Assessments
The Report earned a mixed reception from scientists and academic journals, while receiving "almost universal praise from the news media". Many newspapers, magazines and journals which published approving reviews or editorials related to the Condon Report. Some compared any continued belief in UFOs as the belief that the earth is flat. Others predicted that interest in UFOs would wane and in a few generations be only dimly remembered. Science, the official publication of the American Association for the Advancement of Science, said "The Colorado Study is unquestionably the most thorough and sophisticated investigation of the nebulous UFO phenomenon ever conducted."
The March 8, 1969 issue of Nature offered a generally positive review for the Condon Report, but wondered why so much effort had been expended on such a subject: "The Colorado project is a monumental achievement, but one of perhaps misapplied ingenuity. It would doubtless be inapt to compare it with earlier centuries' attempts to calculate how many angels could balance on the point of a pin; it is more like taking a sledgehammer to crack a nut, except that the nuts will be quite immune to its impact." On January 8, 1969, the New York Times headlined its coverage: "U.F.O. Finding: No Visits From Afar." The article said that based on the Report, the ETH could finally be dismissed and all UFO reports had prosaic explanations.
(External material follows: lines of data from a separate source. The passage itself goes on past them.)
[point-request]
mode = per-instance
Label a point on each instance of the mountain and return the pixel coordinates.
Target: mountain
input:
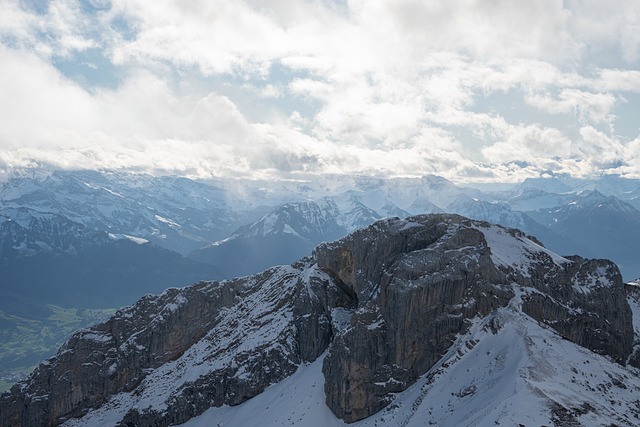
(502, 213)
(280, 237)
(56, 273)
(605, 224)
(176, 213)
(432, 318)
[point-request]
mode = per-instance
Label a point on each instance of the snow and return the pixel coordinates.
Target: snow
(507, 377)
(134, 239)
(514, 251)
(296, 401)
(341, 317)
(167, 221)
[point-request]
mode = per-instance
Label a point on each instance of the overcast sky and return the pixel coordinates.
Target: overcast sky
(473, 90)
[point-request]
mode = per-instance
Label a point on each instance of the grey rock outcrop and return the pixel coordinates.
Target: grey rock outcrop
(411, 287)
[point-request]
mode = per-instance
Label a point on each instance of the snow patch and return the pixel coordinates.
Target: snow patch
(514, 251)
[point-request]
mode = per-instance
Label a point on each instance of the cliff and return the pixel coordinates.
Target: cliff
(385, 303)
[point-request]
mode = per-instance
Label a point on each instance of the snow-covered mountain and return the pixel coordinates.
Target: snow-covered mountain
(606, 225)
(501, 213)
(434, 318)
(280, 237)
(175, 213)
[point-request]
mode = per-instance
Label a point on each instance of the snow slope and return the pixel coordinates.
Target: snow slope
(508, 370)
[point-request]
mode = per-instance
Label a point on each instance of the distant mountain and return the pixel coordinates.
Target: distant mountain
(176, 213)
(51, 265)
(501, 213)
(605, 224)
(548, 185)
(280, 237)
(436, 319)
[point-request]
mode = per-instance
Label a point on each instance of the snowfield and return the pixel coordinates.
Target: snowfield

It noted that the Report had its critics, but characterized them as "U.F.O. enthusiasts."
Critics made their case repeatedly without obtaining the government support they sought. One described the Report as "a rather unorganized compilation of independent articles on disparate subjects, a minority of which dealt with UFOs." Hynek described the Report as "a voluminous, rambling, poorly organized" and wrote that "less than half...was addressed to the investigation of UFO reports." In the April 14, 1969 issue of Scientific Research, Robert L. M. Baker, Jr. wrote that the Condon Committee's Report "seems to justify scientific investigation along many general and specialized frontiers." In the December 1969 issue of Physics Today, Committee consultant Gerald Rothberg wrote that he had thoroughly investigated about 100 UFO cases, three of four of which left him puzzled. He thought that this "residue of unexplained reports legitimate scientific controversy." Critics charged that Condon's case summaries were inaccurate or misleading with enigmatic reports "buried" among the confirmed cases.
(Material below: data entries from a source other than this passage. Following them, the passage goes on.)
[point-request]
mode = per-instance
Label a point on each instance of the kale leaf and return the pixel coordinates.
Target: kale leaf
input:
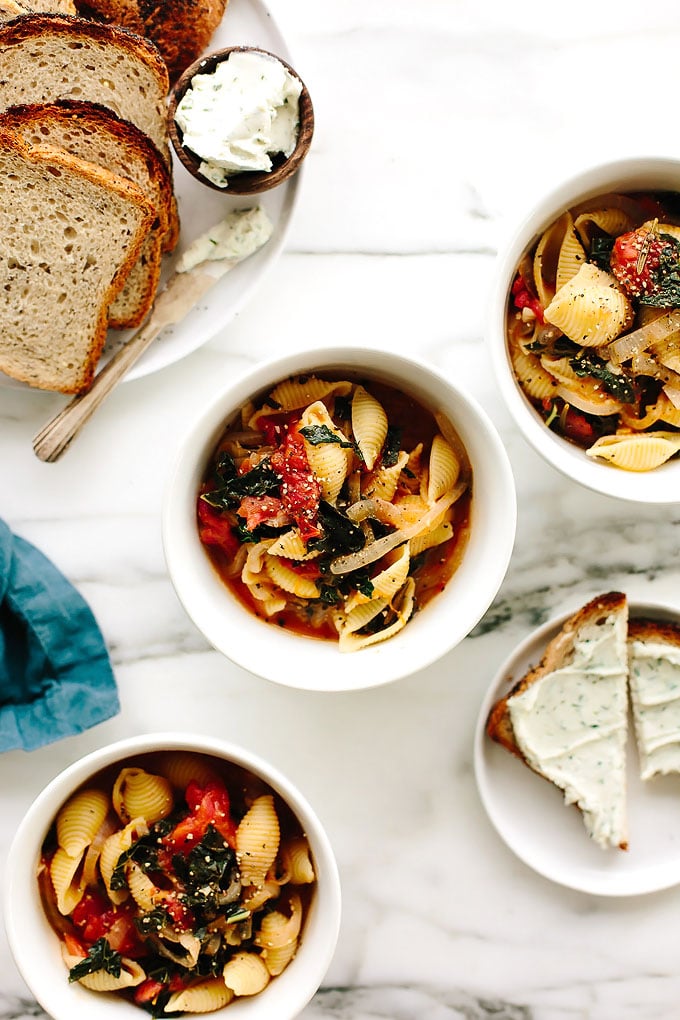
(317, 435)
(340, 533)
(260, 480)
(393, 445)
(100, 957)
(619, 387)
(600, 252)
In December 1969, physicist James E. McDonald called the Report "inadequate" and said "it represents an examination of only a tiny fraction of the most puzzling UFO reports of the past two decades, and that its level of scientific argumentation is wholly unsatisfactory." In a 1969 issue of the American Journal of Physics, Thornton Page reviewed the Condon Report and wrote: "Intelligent laymen can (and do) point out the logical flaw in Condon's conclusion based on a statistically small (and selected) sample, Even in this sample a consistent pattern can be recognized; it is ignored by the 'authorities,' who then compound their 'felony' by recommending that no further observational data be collected."
In November 1970, the American Institute of Aeronautics and Astronautics generally agreed with Condon's suggestion that little of value had been uncovered by scientific UFO studies, but "did not find a basis in the report for prediction that nothing of scientific value will come of further studies."